Months 0–6: lock in binding curtailment agreements for training loads, deploy demand-side efficiency at campuses, and procure fast-deploy storage to shave peaks. Months 6–18: uprate existing gas and renewables, add modular storage, and accelerate interconnections that clear deliverability. Months 18–36: bring online fast-track gas with stringent emissions controls and sunset dates, while long-lead projects continue; advanced nukes are beyond 36 months for most sites. Permitting needs streamlined but transparent paths for grid upgrades; workforce efforts focus on electricians, linemen, and commissioning teams; and supply chains prioritize transformers and switchgear to relieve the bottlenecks that currently force coal to fill the gap.

EPA’s Lee Zeldin framed coal as supporting “AI dominance” and reliable power. How would you measure “reliability” in this debate—loss-of-load hours, EUE, or black start capability? Which non-coal options can match those metrics today? What case studies should guide decisions?

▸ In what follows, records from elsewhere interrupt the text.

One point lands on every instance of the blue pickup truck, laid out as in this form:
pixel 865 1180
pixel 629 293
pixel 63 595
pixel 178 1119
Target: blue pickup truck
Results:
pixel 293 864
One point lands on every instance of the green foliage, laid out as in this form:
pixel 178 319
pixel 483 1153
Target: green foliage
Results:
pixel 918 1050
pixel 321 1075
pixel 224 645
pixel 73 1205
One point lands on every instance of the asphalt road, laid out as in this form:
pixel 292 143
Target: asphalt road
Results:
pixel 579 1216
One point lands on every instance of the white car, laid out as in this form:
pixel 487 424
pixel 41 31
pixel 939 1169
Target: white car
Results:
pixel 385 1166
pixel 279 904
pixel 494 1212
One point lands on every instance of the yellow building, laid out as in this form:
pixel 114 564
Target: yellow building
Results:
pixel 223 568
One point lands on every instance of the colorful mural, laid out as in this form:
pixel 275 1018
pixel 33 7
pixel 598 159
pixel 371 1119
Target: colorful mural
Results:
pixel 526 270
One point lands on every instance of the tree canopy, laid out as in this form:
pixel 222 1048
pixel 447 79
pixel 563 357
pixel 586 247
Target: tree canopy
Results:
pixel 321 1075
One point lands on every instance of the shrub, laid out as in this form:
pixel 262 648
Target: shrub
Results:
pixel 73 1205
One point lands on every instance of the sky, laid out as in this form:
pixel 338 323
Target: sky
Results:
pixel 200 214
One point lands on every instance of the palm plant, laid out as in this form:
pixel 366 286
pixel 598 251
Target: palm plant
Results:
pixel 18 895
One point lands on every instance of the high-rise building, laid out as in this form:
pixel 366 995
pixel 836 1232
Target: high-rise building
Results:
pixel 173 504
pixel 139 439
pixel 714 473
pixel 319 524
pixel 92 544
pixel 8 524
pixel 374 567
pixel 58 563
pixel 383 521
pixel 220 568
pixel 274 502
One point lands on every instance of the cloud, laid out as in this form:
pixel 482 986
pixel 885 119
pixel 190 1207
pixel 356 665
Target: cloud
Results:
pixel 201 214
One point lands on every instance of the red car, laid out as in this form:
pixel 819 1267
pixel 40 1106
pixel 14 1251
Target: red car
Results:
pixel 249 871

Reliability should be measured with loss-of-load hours and expected unserved energy because they capture customer impact, supplemented by local voltage stability and black start adequacy. Non-coal options can meet these metrics when portfolios combine fast-start gas, storage, targeted transmission upgrades, and binding demand-side programs; the key is dispatchability and deliverability, not the fuel itself. Recent emergency orders underscore that the issue is timing and location—where capacity and wires aren’t ready, risks rise—but that’s a planning problem. Case studies where operators used storage and targeted upgrades to avoid outages should guide decisions, rather than defaulting to decades-long coal extensions.

For transparency, what metrics should be public for every data center: hourly load, water use, backup fuel burn, and emissions? How would you standardize reporting without exposing trade secrets? Which agencies or ISOs should host the data, and what penalties ensure accuracy?

Publish hourly electricity draw, on-site generation and fuel burn, water withdrawal and consumption, and emissions by pollutant, all at facility level with a reasonable lag—say monthly—to protect competitive operations. Standardize definitions across utilities and grid operators, and require third-party verification. ISOs and state utility commissions should host the data alongside emissions inventories. Penalties should include fines for misreporting and conditions in interconnection agreements that tie compliance to continued service priority, creating a real incentive to be accurate.

Do you have any advice for our readers?

Treat electricity demand growth as real but not destiny. Ask your utility and regulators to show, in plain numbers, how many hours of reliability risk exist and which non-coal measures close the gap by when. Support transparency—hourly data, verified emissions—and insist that exemptions be narrow, time-limited, and paired with concrete milestones for cleaner replacements. Most of all, remember that every delay choice has a health ledger attached; when an extension runs through 2039, that’s not just a planning line—it’s years of air people breathe.